Burkina Faso’s former President Blaise Compaoré has received a life sentence in absentia for his role in the assassination of his revolutionary predecessor, Thomas Sankara.
Sankara, 37, was gunned down along with 12 others during the 1987 coup d’état that brought Compaoré to power.
The pair had been close friends and had jointly seized power in 1983.
Sankara remains a hero for many across Africa because of his anti-imperialist stance and austere lifestyle.
Compaoré has lived in exile in Ivory Coast since he was removed from office following mass protests in 2014, and has taken up Ivorian nationality.
Thirteen others were also found guilty, including Compaoré’s security chief Haycinthe Kafando, who was accused of leading the hit squad that killed Sankara.

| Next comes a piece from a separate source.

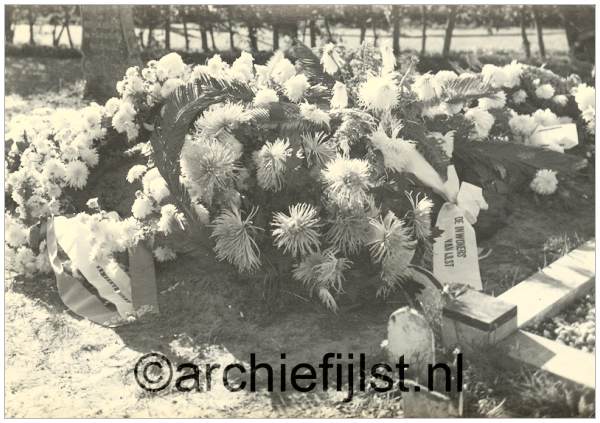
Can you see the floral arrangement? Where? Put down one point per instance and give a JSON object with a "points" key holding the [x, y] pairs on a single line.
{"points": [[309, 166]]}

He too was tried in absentia and received a life sentence.
They had both denied the charges. Mr. Compaoré had previously denounced the trial as a political sham.
Gilbert Diendéré, one of the commanders of the army during the 1987 coup and the main defendant who was actually present at the trial, was also sentenced to life. He is already serving a 20-year sentence for a coup attempt in 2015.
This verdict puts an end to the six-month trial that began 34 years after the death of Sankara, whose assassination in a coup brought his ally Compaoré to power.
Eight other defendants received sentences ranging from three to 20 years, and three more defendants were acquitted.
The verdict was greeted by applause in the courtroom, the BBC’s Lalla Sy reports from West Africa.